Sánchez trabaja además una tercera vertiente, la de los autores argentinos que aquí y allá pone a dialogar con la trama: Pizarnik en París, en 1972, mientras se acercaba al abismo, y Piglia asistiendo a un seminario de Lacan; los talleres poéticos de Diana Bellessi durante la dictadura, la correspondencia con Ursula K. Le Guin y su devoción por el Dao Dejing; el paso por lo de Victoria Ocampo de Michaux y las traducciones que de él hizo Borges; la lectura temprana que Borges hizo de Laozi y su soneto sobre el I Ching; las luces y las sombras de una entrevista con Olga Orozco y el recuerdo de sus primeros poemas. “Yo tenía todo un camino recorrido de lecturas con estos autores que aparecen en el libro como tributo: con Diana hice mi primer taller literario”, dice Sánchez. Empezó a escribir este libro en 2020, apunta, cuando ante la pandemia se refugió en una cabaña en el delta del Paraná. Diez años atrás había asistido a una conferencia de Cheng en el Collége des Bernardins: “En estos tiempos de miserias omnipresentes, de ciegas violencias, de catástrofes naturales o ecológicas, podría parecer que hablar de la belleza es incongruente, inconveniente, provocador, casi un escándalo”, dijo aquella vez el poeta chino, y podrían ser esas palabras una cifra de Ahora bien, porque la escritura de Camilo Sánchez, su cadencia y los universos que pone a dialogar en este libro están en las antípodas del tiempo miserable que, por caso, nos fumamos aquí y ahora.

“¿Vos viste lo que es esa cultura? Ojalá alguien se lleve un saborcito, con este libro -dice Sánchez-. Michaux fue una de mis entradas al mundo chino, o Edmond Jabès. La relación entre Cheng y Lacan no ha sido un tema muy transitado; sé que hay ensayos psicoanalíticos para la grey, pero no se había contado esto como una historia, y creo que ahí hay un atractivo. De ahí la pregunta que remite a Piglia: ¿hay una historia? Uno puede tenerla, pero la verdad es que durante el desarrollo de la escritura, tras soportar el caminar por un lugar donde no lo tenés claro, se te despeja la manera de abordar lo que estás haciendo. La cosa se me aclaró cuando decidí contar en presente lo que sucedía en los años en los que estuvieron juntos, sobre todo a partir de imágenes disparadoras, y en pretérito lo que estuvo antes y lo que sobrevino después. Acá lo convierto un poco en poeta a Lacan, agarro sus textos y los pongo como si los escribiera en un bar; hace no mucho me enteré de que su primer escrito publicado fue un poema. Siempre se percibe que él tiene, y al final de su vida lo dice, un sabor por lo poético y por el humor”.

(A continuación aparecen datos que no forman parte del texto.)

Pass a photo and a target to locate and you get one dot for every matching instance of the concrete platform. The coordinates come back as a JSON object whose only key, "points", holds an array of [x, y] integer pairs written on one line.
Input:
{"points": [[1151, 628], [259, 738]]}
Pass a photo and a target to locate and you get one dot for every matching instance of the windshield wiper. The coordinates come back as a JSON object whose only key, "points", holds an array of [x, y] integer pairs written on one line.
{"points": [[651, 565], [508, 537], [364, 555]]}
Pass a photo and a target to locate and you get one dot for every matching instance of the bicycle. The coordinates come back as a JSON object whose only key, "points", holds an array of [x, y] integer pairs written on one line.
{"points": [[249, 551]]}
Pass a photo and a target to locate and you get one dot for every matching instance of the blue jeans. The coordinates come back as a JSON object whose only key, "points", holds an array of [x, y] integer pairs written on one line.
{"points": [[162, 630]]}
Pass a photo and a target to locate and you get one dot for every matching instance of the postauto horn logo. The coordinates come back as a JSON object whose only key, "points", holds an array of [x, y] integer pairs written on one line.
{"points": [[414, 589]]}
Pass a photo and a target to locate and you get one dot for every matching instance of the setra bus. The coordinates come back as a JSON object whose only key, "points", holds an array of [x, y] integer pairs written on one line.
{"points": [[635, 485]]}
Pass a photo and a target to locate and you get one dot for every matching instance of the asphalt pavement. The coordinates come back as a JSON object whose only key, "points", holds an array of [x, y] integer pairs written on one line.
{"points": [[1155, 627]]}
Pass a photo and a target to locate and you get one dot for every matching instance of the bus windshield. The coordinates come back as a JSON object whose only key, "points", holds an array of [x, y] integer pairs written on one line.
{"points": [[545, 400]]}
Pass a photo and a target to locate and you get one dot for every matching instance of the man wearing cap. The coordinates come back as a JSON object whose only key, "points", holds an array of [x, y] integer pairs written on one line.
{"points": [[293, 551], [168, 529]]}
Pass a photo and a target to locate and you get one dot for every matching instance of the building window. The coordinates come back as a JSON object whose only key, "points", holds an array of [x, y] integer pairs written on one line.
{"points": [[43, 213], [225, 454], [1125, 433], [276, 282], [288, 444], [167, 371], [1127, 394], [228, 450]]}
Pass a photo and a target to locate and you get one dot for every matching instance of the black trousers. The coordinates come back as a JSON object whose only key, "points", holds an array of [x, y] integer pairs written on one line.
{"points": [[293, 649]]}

François Cheng cumplió 94 años el 30 de agosto pasado, reside en París y ocupa el sillón 34 de la Academia Francesa. “Para mí Cheng es un nexo entre dos mundos-dice Sánchez-. El tipo aprende francés leyendo a los mejores poetas franceses y los lleva a China, y después agarra a los mejores poetas chinos y los trae a Francia, que es traerlos también al español y al inglés. Nunca quiso sacar rédito de su vínculo con Lacan; recién diez años después de su muerte, cuando la hija armó el libro Lacan cotidiano, con voces de diversas personas que lo conocieron, cuenta de la relación y que lo tuvo que soltar, porque lo volvía loco: Cheng tenía que concentrarse en terminar su libro sobre la escritura poética china. Recién a unos treinta años de su muerte escribió un texto bellísimo, La sonrisa de Lacan”. Anota Cheng, en 2018: “No olvido esas largas búsquedas de sentido compartidas, en horas de la noche, en el antiguo ámbito chino, hechas de ensayo y error, y de reflexiones, de relanzamientos y refutaciones, de felices hallazgos o aceptación de nuestros límites. Tampoco puedo olvidar esos momentos donde el necesario antagonismo daba lugar a la irresistible complicidad”. Dos cabezas distintas, dos culturas, dice Sánchez: “Pero es lo lindo, por ahí: tenemos que aprender, y no enojarnos, con las otras culturas”.